A manhã veio fria, mas sem chuva. A estrada, contudo, ainda estava molhada e escorregadia, mas em alguns pontos a lama já se havia congelado, facilitando um pouco o andar do cavalo. Dante seguiu por um tempo no lombo do animal, até que a estrada enveredou para dentro de uma floresta, ainda muito úmida e escorregadia, obrigando-o a apear e conduzir a montaria cuidadosamente pelos arreios.

Mal tinha andado cem metros, quando ouviu barulhos estranhos um pouco mais a frente. A estrada fazia uma leve curva e, por precaução, Dante escondeu-se atrás de uma árvore para verificar o vozerio, trazendo seu cavalo para junto de si.

Cerca de doze metros além de onde estava, viu três homens vestidos em farrapos, carregando porretes e cercando um monge montando uma mula. Certamente eram foras-da-lei, vagabundos que se aproveitavam dos desavisados que cruzavam a mata.

O monge estava visivelmente em pânico. Muitos deles passavam a vida enclausurados nos monastérios, tendo pouquíssimo contato com o mundo exterior. Este, porém, parecia um monge viajante, do tipo que sai de cidade em cidade pregando sua fé. Dante supôs isso em virtude das roupas do clérigo, de cor marrom, enquanto que as dos monges enclausurados quase sempre eram negras.

Sem pensar muito, o cavaleiro trouxe seu cavalo de volta para a estrada, montou-o e desembainhou a espada o mais silenciosamente que pôde. Então coiceou o animal, fazendo-o disparar para frente.

A distância era curta, e os bandidos não tiveram muito tempo para reagir. O que estava de costas para Dante caiu após sofrer um tremendo um golpe que cortou suas costas de cima a baixo. Sendo impossível parar o cavalo, Dante investiu para cima de outro ladrão, atropelando-o em carga. O infeliz não teve como se desviar, mas tão logo caiu no chão se levantou e saiu correndo para dentro da mata.

Dante nunca ficou sabendo, mas os cascos de seu cavalo haviam atingido o torso do fora-da-lei, quebrando algumas costelas. Na pressa de se levantar e sair correndo, o desgraçado fez algum movimento brusco que levou uma das costelas quebradas a perfurar seu pulmão, morrendo sem ar alguns minutos depois.

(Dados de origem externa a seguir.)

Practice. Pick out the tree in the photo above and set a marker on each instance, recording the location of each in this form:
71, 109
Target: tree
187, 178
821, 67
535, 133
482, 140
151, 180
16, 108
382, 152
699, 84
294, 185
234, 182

O cavaleiro andou mais alguns metros, parou seu animal e virou-o, esperando agora dar de cara com o último fora-da-lei. Para sua surpresa, o maldito já havia fugido, e o clérigo estava caído no chão, ao lado da mula. Dante desmontou e aproximou-se dele rapidamente.

Uma faca estava fincada nas costas do sacerdote, que estava inconsciente. Dante viu que não seria um ferimento mortal, se o monge fosse tratado o quanto antes. Calculando as distâncias, o cavaleiro percebeu que podia voltar para o mosteiro e deixar o clérigo lá, mas teria que acelerar muito seu trote para chegar ainda hoje em Santa Vitória e entregar a mensagem de seu senhor, o Marquês de Porto Sul, ao Conde de Santa Vitória. A não ser que a chuva recomeçasse...

Sem hesitar, Dante colocou o sacerdote cuidadosamente sobre seu cavalo. Em seguida pegou as rédeas da mula e atou-as à sela do garanhão, montando-o então e seguindo rumo ao monastério, onde chegou por volta do meio dia.

Após deixar o sacerdote aos cuidados de seus correligionários, Dante novamente montou seu cavalo e retomou seu caminho para Santa Vitória, torcendo para que a chuva não recomeçasse. Seguiu novamente a estrada, passou pela floresta e continuou por cerca de um quilômetro e meio além dela... foi então que a chuva - gélida - recomeçou.

Se tivesse deixado o clérigo para morrer na floresta, já estaria bem próximo a Santa Vitória. Mas fez uma escolha, e isto o havia atrasado. Olhou para o céu e sentiu a chuva bater-lhe, dura, na face. Voltou os olhos para a estrada, que já estava se transformando novamente num verdadeiro lamaçal. Ficou triste, por saber que chegaria atrasado e não cumpriria seu dever. Sua honra estava em jogo: a única coisa que não poderia jamais perder.
o ClérigoSo long and thanks for all the fish!

8 comentários:

  1. Divertido!
    Bem legais esses contos, ja estou acompanhando.
    :)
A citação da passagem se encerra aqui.